Mein Tierarzt: "Geschlechtsreife"

Portrait Sascha Schiffbauer
von Sascha Schiffbauer – 26.03.2020


Der geschriebene Text kann die von mir gewünschte Betonung dieser beiden Worte gar nicht wiedergeben und ich darf Sie bitten, mir in Ihrer Vorstellung in einen dunklen Kinosaal zu folgen. Vor Ihnen eine riesige Leinwand. Sie erwartungsvoll im Kinositz. Dann ertönt eine tiefe sonore Stimme:

„MEIN TIERARZT!“

Das wird Ihnen akustisch so geschickt um die Ohren gehauen - Sie kriegen tatsächlich ein wenig Gänsehaut!

So hätte ich diese beiden Worte hier gerne zu Papier gebracht. Aber mal ganz langsam und ganz von vorn: Was bringt mich eigentlich dazu den Menschen der sich um die Gesundheit meiner Tiere - das sind zwei Katzen und ein Hund - kümmert, so heroisch darstellen zu wollen? Ist der Tierarzt, die Tierärztin, nicht der und die, welche wir eigentlich nicht sehen wollen? Ich meine einerseits ist unser Tier krank, keine gute Sache, andererseits kostet es Geld! Im Zweifel auch keine gute Sache!

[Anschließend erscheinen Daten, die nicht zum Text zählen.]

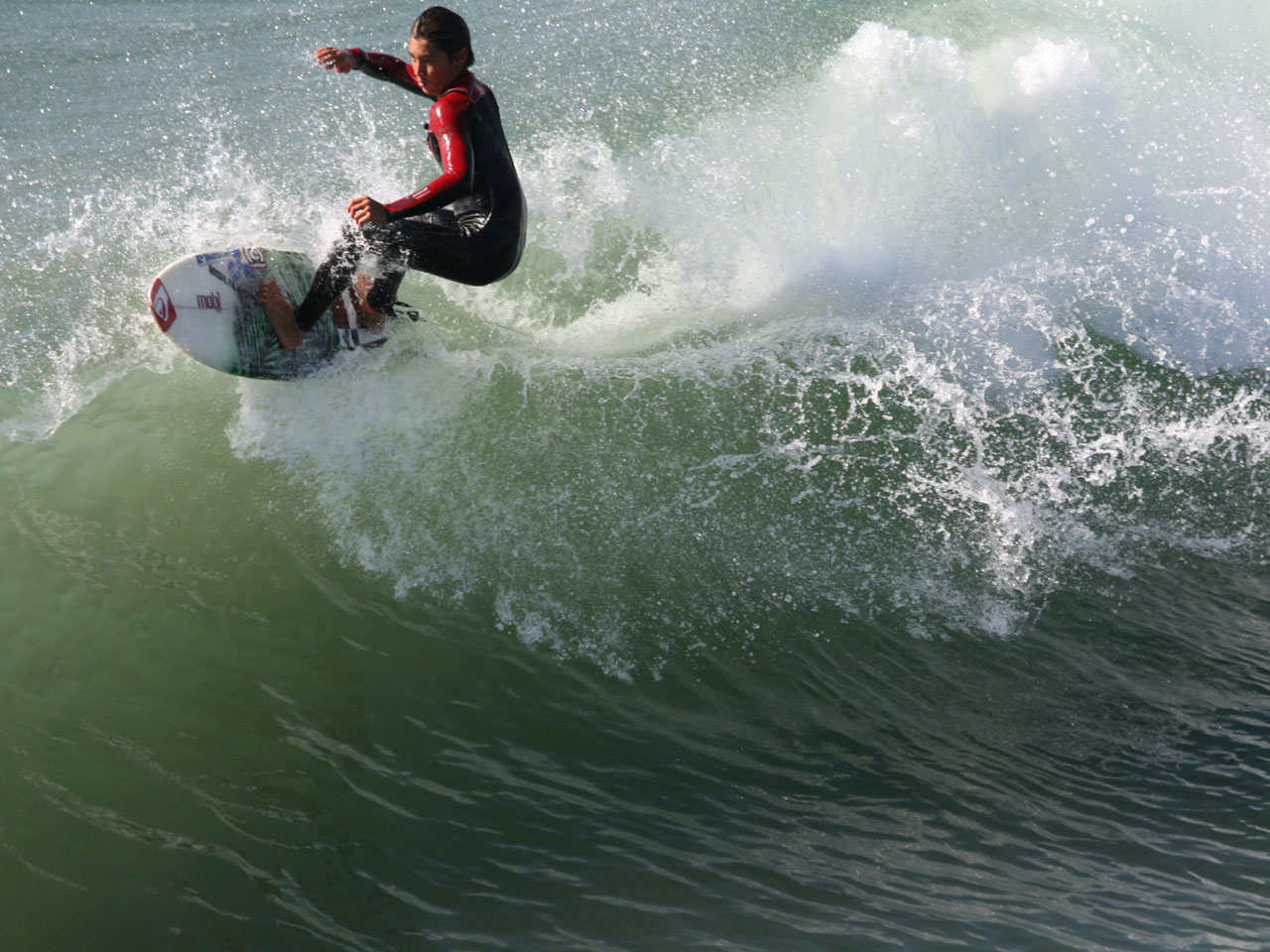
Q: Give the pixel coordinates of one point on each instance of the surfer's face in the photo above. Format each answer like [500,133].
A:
[434,66]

Aber nein, die Sache liegt natürlich völlig anders. Ganz im Ernst, mein "Beeindruckt sein" beginnt eigentlich schon ganz früh: Unsere beiden Kater, mittlerweile beide gestandene Herren im Alter von 14 Jahren, hatte ich eingepackt, um feststellen zu lassen, ob die Geschlechtsreife denn nun erreicht sein und wir mit Geruchsbelästigungen rechnen müssen. Sprich, sollen die Viecher kastriert werden? Der Veterinär meines Herzens nahm seinen Fingern - wohl gemerkt unbehandschuht - reibt diesen kurz am Hinterteil der Kater, um anschließend zu verkünden: „Nein, die haben noch Zeit!

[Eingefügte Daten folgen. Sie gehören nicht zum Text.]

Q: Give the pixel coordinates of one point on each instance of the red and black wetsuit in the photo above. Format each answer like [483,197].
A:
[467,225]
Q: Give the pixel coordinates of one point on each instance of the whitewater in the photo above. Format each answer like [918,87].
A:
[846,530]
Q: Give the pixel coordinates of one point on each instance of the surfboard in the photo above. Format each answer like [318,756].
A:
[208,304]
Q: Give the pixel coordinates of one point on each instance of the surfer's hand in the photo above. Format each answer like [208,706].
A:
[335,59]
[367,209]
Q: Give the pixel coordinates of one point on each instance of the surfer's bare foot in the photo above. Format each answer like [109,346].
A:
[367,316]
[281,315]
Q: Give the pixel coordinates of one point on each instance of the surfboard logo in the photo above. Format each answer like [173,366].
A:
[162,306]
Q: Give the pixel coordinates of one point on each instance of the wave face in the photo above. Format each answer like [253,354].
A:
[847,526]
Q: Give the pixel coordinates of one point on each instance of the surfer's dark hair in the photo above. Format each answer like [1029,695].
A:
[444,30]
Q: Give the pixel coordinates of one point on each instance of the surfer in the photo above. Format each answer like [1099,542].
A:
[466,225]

Leidenschaft, Lust auf den Beruf und jede Menge Erfahrung

Ganz ehrlich, ich war tief beeindruckt. Und das meine ich ohne jede Ironie! Was steckt nämlich dahinter: Leidenschaft, Lust auf den Beruf und jede Menge Erfahrung. Und dieser Eindruck bestätigte sich als es um einen nicht alltäglichen Eingriff wie eine Kastration ging: Unser Kater, wiedergefunden nach eineinhalb Tagen, multiple Brüche, seltsame Atmung, war bei einem spontanen von uns nicht autorisierten Spaziergang über die Dächer Kölns abgestürzt. Unser Tierarzt betrachtete das Tier, sorgte sich mit uns und verwies uns dann an eine große Tierklinik mit den Worten: „Wenn es Aussicht auf Hilfe gibt, dann da!“

Den Pneumothorax hat er bereits diagnostiziert, und die Klinik schaffte es tatsächlich, das Tier wieder fit zu machen. In den folgenden Wochen fanden wir uns zweimal wöchentlich zum Verbandswechsel ein - und die Bindung zu diesem Arzt war gefestigt und ist wohl kaum wieder aufzulösen!

Wenn Sie sich emotional hier wiederfinden, dann darf ich Sie einladen, mit mir das Glas zu erheben (klar, die Tasse Kaffee, der Tee oder sonst etwas Ihnen gerade unterkommt ist auch in Ordnung) und aus voller Inbrunst mit nachzusprechen: „MEIN TIERARZT!